Elle avait pressenti l’avenir la chère maman, et les grandes marguerites traduisant l’oracle qu’elle leur dictait, avaient aussi dit vrai : heureuse, elle commençait à l’être ; et si elle n’avait pas encore réussi tout à fait, ni même beaucoup, au moins devait-elle reconnaître qu’elle était en passe de réussir plus qu’un peu ; qu’elle fût patiente, qu’elle sût attendre, et le reste viendrait à son heure. Qui la pressait maintenant ? Ni la misère, ni le besoin dans ce château où elle était entrée si vite.

Quand le sifflet des usines annonça la sortie, elle était encore à son balcon planant dans sa rêverie, et ce furent ses coups stridents qui la ramenèrent de l’avenir dans la réalité présente.
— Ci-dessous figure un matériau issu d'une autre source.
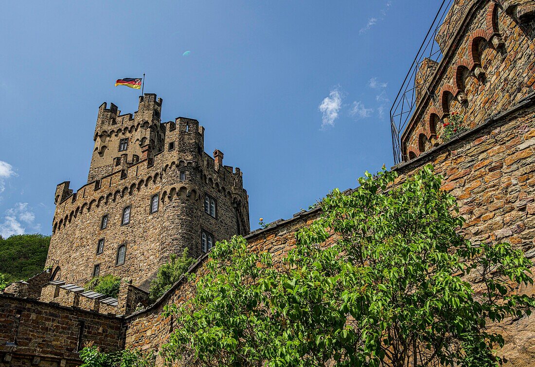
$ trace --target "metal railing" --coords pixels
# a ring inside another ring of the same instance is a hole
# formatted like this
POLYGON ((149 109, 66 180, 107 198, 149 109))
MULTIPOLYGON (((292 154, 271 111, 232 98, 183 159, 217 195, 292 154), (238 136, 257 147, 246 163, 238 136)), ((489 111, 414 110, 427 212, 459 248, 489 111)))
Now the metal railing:
POLYGON ((441 47, 445 48, 455 35, 456 27, 459 26, 460 21, 468 5, 478 1, 480 0, 442 2, 390 110, 395 164, 407 160, 401 150, 400 134, 410 120, 418 103, 417 100, 422 97, 421 95, 417 96, 417 91, 431 94, 433 93, 428 90, 428 86, 426 85, 436 70, 436 68, 429 67, 430 63, 438 64, 440 62, 444 56, 441 47), (450 11, 453 6, 455 6, 455 9, 450 11), (422 63, 425 60, 428 60, 425 65, 427 67, 422 67, 422 63))

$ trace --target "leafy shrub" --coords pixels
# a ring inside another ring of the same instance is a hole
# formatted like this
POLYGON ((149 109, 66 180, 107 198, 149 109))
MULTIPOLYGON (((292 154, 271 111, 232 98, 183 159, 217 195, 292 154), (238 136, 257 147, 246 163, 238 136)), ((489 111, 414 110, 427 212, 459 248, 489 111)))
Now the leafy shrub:
POLYGON ((456 111, 452 113, 447 122, 442 124, 442 139, 447 141, 457 134, 466 131, 468 128, 464 124, 464 115, 456 111))
POLYGON ((150 284, 149 290, 149 300, 154 302, 161 297, 176 283, 188 268, 193 264, 195 259, 188 254, 187 248, 184 249, 180 257, 173 254, 167 264, 164 264, 158 269, 156 279, 150 284))
POLYGON ((8 283, 26 280, 43 271, 50 236, 16 235, 0 236, 0 273, 8 283))
POLYGON ((85 288, 88 290, 93 290, 108 297, 117 298, 119 295, 119 287, 120 284, 121 278, 109 274, 104 276, 94 278, 86 284, 85 288))
POLYGON ((6 280, 5 275, 0 273, 0 290, 3 290, 4 288, 9 285, 9 282, 6 280))
POLYGON ((86 347, 80 351, 83 362, 80 367, 152 367, 154 356, 149 353, 125 349, 113 353, 102 353, 95 346, 86 347))

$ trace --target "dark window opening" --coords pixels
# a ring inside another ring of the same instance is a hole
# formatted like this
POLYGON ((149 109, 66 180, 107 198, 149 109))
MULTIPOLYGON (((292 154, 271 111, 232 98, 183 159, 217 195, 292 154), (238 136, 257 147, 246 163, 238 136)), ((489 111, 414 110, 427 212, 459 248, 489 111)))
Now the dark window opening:
POLYGON ((130 207, 127 206, 123 209, 123 218, 121 220, 121 225, 124 226, 130 223, 130 207))
POLYGON ((117 260, 115 265, 122 265, 125 263, 125 258, 126 257, 126 245, 121 245, 117 249, 117 260))
POLYGON ((208 194, 204 194, 204 212, 214 218, 217 218, 217 203, 208 194))
POLYGON ((108 214, 102 216, 102 220, 101 221, 101 229, 105 229, 108 227, 108 214))
POLYGON ((156 213, 158 211, 158 207, 159 204, 159 197, 158 194, 152 196, 150 199, 150 213, 156 213))
POLYGON ((202 252, 205 253, 209 251, 213 248, 215 244, 213 235, 203 230, 201 234, 201 250, 202 252))
POLYGON ((119 141, 119 151, 123 152, 128 148, 128 138, 121 139, 119 141))
POLYGON ((93 278, 96 278, 100 274, 100 264, 96 264, 93 267, 93 278))

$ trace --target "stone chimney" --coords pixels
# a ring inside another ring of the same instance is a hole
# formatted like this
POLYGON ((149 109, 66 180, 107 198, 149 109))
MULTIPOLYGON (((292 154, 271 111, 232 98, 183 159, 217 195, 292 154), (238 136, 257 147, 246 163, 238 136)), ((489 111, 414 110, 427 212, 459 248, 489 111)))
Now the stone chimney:
POLYGON ((213 151, 213 160, 216 161, 215 168, 218 170, 223 165, 223 152, 218 149, 213 151))

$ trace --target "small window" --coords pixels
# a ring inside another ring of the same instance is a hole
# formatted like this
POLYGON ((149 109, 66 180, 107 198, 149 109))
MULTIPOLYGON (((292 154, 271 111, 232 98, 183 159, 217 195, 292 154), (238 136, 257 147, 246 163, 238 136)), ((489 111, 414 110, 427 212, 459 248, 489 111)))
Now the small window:
POLYGON ((206 253, 211 250, 215 244, 213 235, 205 230, 202 231, 201 235, 201 250, 206 253))
POLYGON ((123 209, 123 219, 121 221, 121 225, 124 226, 130 223, 130 207, 127 206, 123 209))
POLYGON ((214 218, 217 218, 217 203, 208 194, 204 194, 204 212, 214 218))
POLYGON ((121 245, 117 249, 117 260, 116 265, 122 265, 125 263, 125 258, 126 257, 126 245, 121 245))
POLYGON ((104 238, 98 240, 98 244, 97 245, 97 254, 104 252, 104 238))
POLYGON ((100 264, 96 264, 93 267, 93 278, 96 278, 100 274, 100 264))
POLYGON ((119 151, 123 152, 128 148, 128 138, 121 139, 119 141, 119 151))
POLYGON ((159 197, 158 194, 154 195, 150 199, 150 213, 156 213, 158 211, 158 205, 159 204, 159 197))

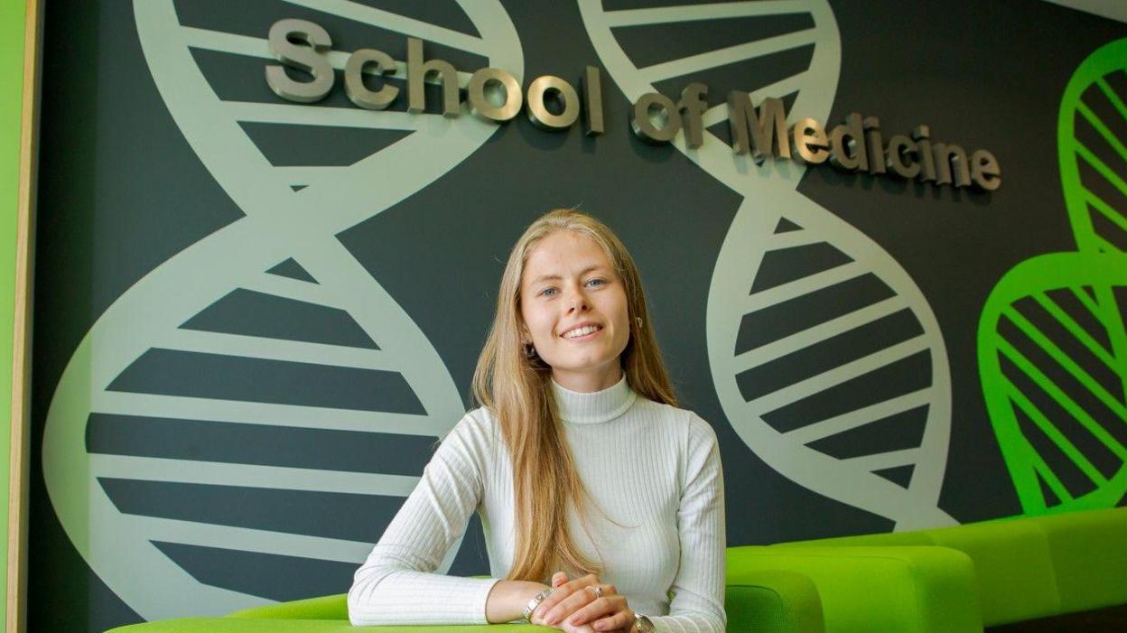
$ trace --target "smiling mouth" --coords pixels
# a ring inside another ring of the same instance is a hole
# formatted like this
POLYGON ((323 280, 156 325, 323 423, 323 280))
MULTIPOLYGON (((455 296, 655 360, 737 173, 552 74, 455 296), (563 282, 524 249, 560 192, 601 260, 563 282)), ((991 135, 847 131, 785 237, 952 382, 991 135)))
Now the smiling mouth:
POLYGON ((568 330, 560 335, 560 338, 565 339, 577 339, 583 338, 588 335, 601 331, 603 328, 601 326, 584 326, 582 328, 576 328, 574 330, 568 330))

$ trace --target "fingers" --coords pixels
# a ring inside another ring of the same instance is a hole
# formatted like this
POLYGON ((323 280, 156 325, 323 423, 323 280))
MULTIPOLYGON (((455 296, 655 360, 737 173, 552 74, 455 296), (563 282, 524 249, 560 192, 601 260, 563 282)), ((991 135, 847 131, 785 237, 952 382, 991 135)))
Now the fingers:
MULTIPOLYGON (((571 582, 564 585, 564 588, 568 588, 571 582)), ((625 598, 616 595, 613 585, 583 585, 545 612, 544 623, 552 626, 564 618, 569 618, 568 622, 571 624, 584 624, 624 607, 625 598), (596 592, 596 587, 601 590, 602 597, 598 597, 600 592, 596 592)))
POLYGON ((631 609, 620 610, 616 614, 596 619, 591 627, 595 631, 629 631, 633 625, 635 615, 631 609))
MULTIPOLYGON (((594 622, 596 619, 618 616, 628 612, 627 599, 623 596, 603 596, 591 604, 577 609, 570 617, 568 617, 568 624, 579 625, 587 624, 588 622, 594 622)), ((615 621, 616 622, 616 621, 615 621)), ((624 622, 624 619, 623 619, 624 622)), ((614 628, 620 628, 620 626, 609 626, 603 628, 603 631, 613 631, 614 628)))
MULTIPOLYGON (((567 577, 567 574, 564 576, 565 578, 567 577)), ((560 604, 561 601, 570 597, 574 592, 578 591, 579 589, 588 585, 595 585, 596 582, 598 582, 598 577, 595 576, 594 573, 588 573, 587 576, 584 576, 582 578, 576 578, 575 580, 565 581, 559 587, 556 587, 554 580, 556 580, 556 574, 552 576, 552 587, 554 588, 554 590, 550 596, 544 598, 542 603, 540 603, 540 606, 536 607, 535 610, 536 614, 541 614, 540 617, 544 619, 545 624, 548 624, 548 614, 551 613, 552 608, 556 607, 556 605, 560 604)), ((591 594, 591 591, 586 591, 586 594, 591 594)), ((580 601, 579 605, 585 605, 589 603, 593 598, 594 596, 586 596, 586 599, 580 601)), ((561 613, 558 621, 564 619, 564 616, 566 614, 571 613, 573 610, 575 610, 575 607, 561 613)))

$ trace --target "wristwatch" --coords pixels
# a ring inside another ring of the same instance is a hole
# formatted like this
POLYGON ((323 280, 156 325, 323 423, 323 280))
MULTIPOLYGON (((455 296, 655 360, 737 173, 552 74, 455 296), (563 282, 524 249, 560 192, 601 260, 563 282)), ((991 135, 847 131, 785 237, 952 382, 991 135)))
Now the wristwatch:
POLYGON ((532 624, 532 612, 536 610, 536 607, 540 606, 540 603, 544 601, 544 598, 551 595, 552 595, 552 588, 549 587, 548 589, 544 589, 543 591, 533 596, 532 599, 529 600, 529 605, 524 607, 524 610, 521 613, 521 615, 524 617, 524 621, 527 622, 529 624, 532 624))
POLYGON ((654 623, 640 613, 635 614, 635 633, 654 633, 654 623))

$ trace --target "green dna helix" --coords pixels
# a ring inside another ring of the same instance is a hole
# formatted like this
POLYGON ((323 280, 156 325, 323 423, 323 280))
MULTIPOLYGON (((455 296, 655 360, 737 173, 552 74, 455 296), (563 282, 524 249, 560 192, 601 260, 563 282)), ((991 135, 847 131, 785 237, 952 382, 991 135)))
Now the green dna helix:
POLYGON ((1057 153, 1075 252, 1022 261, 978 322, 991 424, 1026 515, 1127 492, 1127 38, 1089 55, 1061 102, 1057 153))

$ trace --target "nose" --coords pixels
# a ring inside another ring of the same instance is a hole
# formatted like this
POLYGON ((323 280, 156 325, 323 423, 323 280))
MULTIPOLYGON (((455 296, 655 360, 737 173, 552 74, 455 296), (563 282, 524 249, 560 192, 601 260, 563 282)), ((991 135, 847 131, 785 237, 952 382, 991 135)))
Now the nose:
POLYGON ((586 312, 591 310, 591 303, 587 301, 587 295, 585 295, 582 289, 576 289, 571 293, 571 296, 568 297, 568 314, 573 314, 577 311, 586 312))

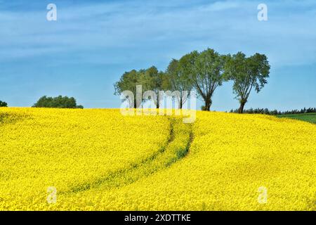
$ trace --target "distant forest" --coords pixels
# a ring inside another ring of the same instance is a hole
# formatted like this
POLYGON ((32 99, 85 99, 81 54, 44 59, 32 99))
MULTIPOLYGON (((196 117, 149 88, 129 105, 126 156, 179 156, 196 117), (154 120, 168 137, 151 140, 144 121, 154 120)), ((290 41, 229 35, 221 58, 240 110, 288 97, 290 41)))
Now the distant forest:
MULTIPOLYGON (((238 113, 238 109, 231 110, 230 112, 238 113)), ((316 112, 316 108, 304 108, 300 110, 294 110, 290 111, 278 111, 277 110, 269 110, 268 108, 250 108, 249 110, 244 110, 244 113, 248 114, 266 114, 266 115, 285 115, 285 114, 301 114, 301 113, 311 113, 316 112)))

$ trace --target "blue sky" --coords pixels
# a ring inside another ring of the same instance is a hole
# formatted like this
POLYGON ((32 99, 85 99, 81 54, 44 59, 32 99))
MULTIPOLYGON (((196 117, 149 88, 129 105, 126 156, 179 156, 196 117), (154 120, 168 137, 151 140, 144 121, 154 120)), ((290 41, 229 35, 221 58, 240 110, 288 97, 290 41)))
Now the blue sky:
MULTIPOLYGON (((29 1, 0 0, 0 100, 11 106, 61 94, 85 108, 119 108, 113 84, 125 71, 164 70, 209 47, 268 57, 268 84, 246 108, 316 107, 314 0, 29 1), (50 3, 57 21, 46 20, 50 3), (261 3, 268 21, 257 19, 261 3)), ((216 90, 212 110, 237 107, 232 84, 216 90)))

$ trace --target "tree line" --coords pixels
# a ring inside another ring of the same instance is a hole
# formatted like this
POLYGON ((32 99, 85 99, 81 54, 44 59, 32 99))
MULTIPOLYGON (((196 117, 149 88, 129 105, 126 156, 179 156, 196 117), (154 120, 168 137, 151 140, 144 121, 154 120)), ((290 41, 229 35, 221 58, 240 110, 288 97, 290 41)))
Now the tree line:
MULTIPOLYGON (((165 71, 159 71, 154 66, 140 70, 124 72, 114 86, 114 94, 121 95, 131 91, 136 96, 136 86, 142 85, 145 91, 152 90, 178 91, 176 98, 179 108, 182 108, 192 90, 203 101, 203 110, 209 111, 215 91, 223 82, 232 81, 232 91, 239 102, 239 113, 244 108, 252 90, 259 92, 267 84, 270 66, 264 54, 256 53, 246 57, 242 52, 234 55, 221 55, 213 49, 202 52, 192 51, 180 59, 172 59, 165 71), (183 91, 187 91, 187 96, 183 91)), ((131 108, 138 108, 131 99, 131 108)), ((159 108, 159 99, 154 99, 159 108)), ((139 104, 139 103, 138 103, 139 104)))
MULTIPOLYGON (((0 101, 0 107, 8 107, 8 103, 0 101)), ((84 108, 81 105, 77 105, 74 98, 59 96, 57 97, 43 96, 33 105, 34 108, 84 108)))

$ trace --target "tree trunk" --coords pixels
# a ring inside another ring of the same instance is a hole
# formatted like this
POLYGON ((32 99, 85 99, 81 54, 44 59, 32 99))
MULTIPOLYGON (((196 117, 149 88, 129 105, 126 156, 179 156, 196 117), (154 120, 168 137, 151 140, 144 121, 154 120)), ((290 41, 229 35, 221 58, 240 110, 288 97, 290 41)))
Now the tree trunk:
POLYGON ((238 110, 238 113, 243 113, 244 112, 244 107, 246 103, 247 102, 246 100, 242 99, 240 101, 240 107, 238 110))
POLYGON ((205 105, 204 106, 204 111, 209 111, 211 109, 211 105, 212 104, 212 101, 211 99, 204 100, 205 105))

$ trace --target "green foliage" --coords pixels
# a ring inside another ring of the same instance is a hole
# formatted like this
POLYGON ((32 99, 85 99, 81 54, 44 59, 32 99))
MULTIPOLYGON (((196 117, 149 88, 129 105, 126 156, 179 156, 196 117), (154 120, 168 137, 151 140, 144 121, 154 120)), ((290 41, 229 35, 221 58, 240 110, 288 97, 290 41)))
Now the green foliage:
POLYGON ((180 65, 181 64, 178 60, 173 59, 166 69, 164 76, 165 79, 162 82, 164 90, 178 91, 176 92, 176 94, 179 103, 179 108, 183 108, 193 88, 192 82, 185 77, 180 65), (184 94, 183 91, 187 91, 187 94, 184 94))
POLYGON ((213 94, 224 81, 225 59, 224 56, 208 49, 201 53, 192 51, 180 60, 180 70, 204 101, 204 110, 210 110, 213 94))
POLYGON ((239 112, 242 113, 253 89, 259 92, 267 83, 270 65, 265 55, 256 53, 249 58, 242 52, 225 57, 225 76, 233 81, 233 92, 239 101, 239 112))
POLYGON ((8 103, 0 101, 0 107, 8 107, 8 103))
MULTIPOLYGON (((173 59, 165 72, 159 72, 152 66, 147 70, 133 70, 125 72, 120 80, 114 84, 116 95, 124 91, 132 94, 126 96, 130 107, 138 108, 136 101, 136 86, 142 85, 143 91, 154 91, 154 98, 159 107, 159 91, 171 91, 176 94, 180 108, 187 101, 192 90, 195 90, 199 97, 204 101, 203 110, 210 110, 212 97, 216 89, 224 82, 233 82, 233 92, 239 101, 239 112, 242 113, 244 106, 248 101, 252 89, 259 92, 267 83, 269 77, 270 65, 265 55, 256 53, 249 58, 242 52, 235 55, 220 55, 213 49, 207 49, 202 52, 197 51, 187 53, 180 60, 173 59)), ((141 103, 138 103, 140 104, 141 103)))
POLYGON ((47 97, 43 96, 34 104, 35 108, 84 108, 82 105, 77 105, 76 99, 73 97, 47 97))
POLYGON ((300 113, 300 114, 285 114, 278 115, 280 118, 289 118, 294 120, 300 120, 316 124, 316 113, 300 113))
MULTIPOLYGON (((114 94, 121 95, 123 91, 130 91, 134 96, 136 96, 136 86, 142 85, 142 91, 143 92, 152 90, 155 92, 156 96, 157 96, 158 91, 162 89, 163 83, 166 85, 166 81, 165 74, 159 71, 154 66, 138 71, 133 70, 124 72, 119 81, 114 84, 115 89, 114 94)), ((125 99, 122 99, 123 101, 126 100, 129 101, 131 108, 138 108, 140 106, 137 105, 136 100, 129 99, 128 96, 126 96, 125 99)), ((157 98, 154 101, 158 108, 157 98)))

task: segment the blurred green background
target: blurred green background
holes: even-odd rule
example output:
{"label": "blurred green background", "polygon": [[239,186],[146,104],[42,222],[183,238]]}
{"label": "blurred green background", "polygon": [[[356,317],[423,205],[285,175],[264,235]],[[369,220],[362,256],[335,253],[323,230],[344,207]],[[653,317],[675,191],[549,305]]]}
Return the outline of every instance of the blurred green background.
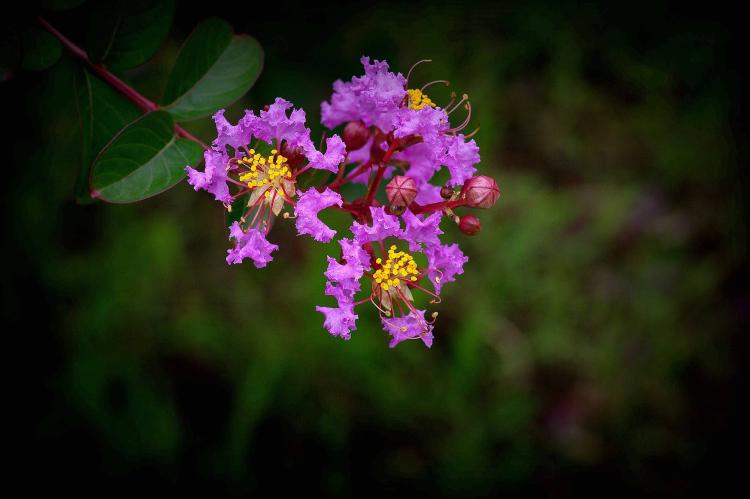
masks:
{"label": "blurred green background", "polygon": [[[6,355],[32,476],[109,480],[108,495],[330,497],[679,496],[737,477],[750,294],[732,12],[180,4],[168,43],[125,78],[158,98],[208,15],[266,52],[228,117],[283,96],[315,137],[320,102],[362,54],[404,73],[433,59],[413,79],[470,95],[480,172],[503,195],[479,235],[445,227],[470,261],[431,350],[388,349],[367,307],[343,342],[314,309],[331,304],[331,245],[279,223],[268,268],[230,268],[220,206],[186,183],[76,205],[75,63],[2,82],[16,130],[3,315],[21,342]],[[76,38],[75,14],[53,19]],[[212,138],[209,120],[188,128]]]}

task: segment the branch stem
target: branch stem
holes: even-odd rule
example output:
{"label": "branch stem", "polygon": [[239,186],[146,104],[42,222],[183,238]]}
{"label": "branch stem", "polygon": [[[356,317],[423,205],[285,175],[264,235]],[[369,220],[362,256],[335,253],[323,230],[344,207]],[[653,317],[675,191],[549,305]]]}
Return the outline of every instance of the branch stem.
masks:
{"label": "branch stem", "polygon": [[[42,25],[44,29],[49,31],[55,38],[57,38],[60,43],[62,44],[65,49],[70,52],[70,55],[78,59],[79,61],[83,62],[86,67],[88,67],[93,73],[95,73],[97,76],[99,76],[102,80],[109,83],[112,88],[120,92],[122,95],[127,97],[131,102],[133,102],[136,106],[138,106],[142,111],[145,111],[147,113],[150,113],[152,111],[156,111],[159,109],[159,106],[141,95],[136,89],[122,81],[120,78],[115,76],[114,73],[109,71],[103,64],[94,64],[91,62],[91,59],[89,59],[88,54],[85,50],[83,50],[81,47],[73,43],[72,40],[70,40],[68,37],[60,33],[54,26],[52,26],[46,19],[43,17],[39,18],[39,24]],[[193,142],[200,144],[203,149],[208,150],[208,146],[199,138],[195,137],[193,134],[182,128],[180,125],[175,124],[174,130],[180,137],[184,137],[188,140],[192,140]]]}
Alors du haut de l’observatoire d’où elle dominait les rues du village et les routes blanches à travers les prairies vertes et les champs jaunes, elle vit se répandre la fourmilière noire des ouvriers, qui grouillant d’abord en un gros amas compact, ne tarda pas à se diviser en plusieurs courants, à se morceler à l’infini, et à ne former bientôt plus que des petits groupes qui eux-mêmes s’évanouirent promptement ; la cloche du concierge sonna et la voiture de M. Vulfran monta l’allée circulaire au pas tranquille du vieux Coco.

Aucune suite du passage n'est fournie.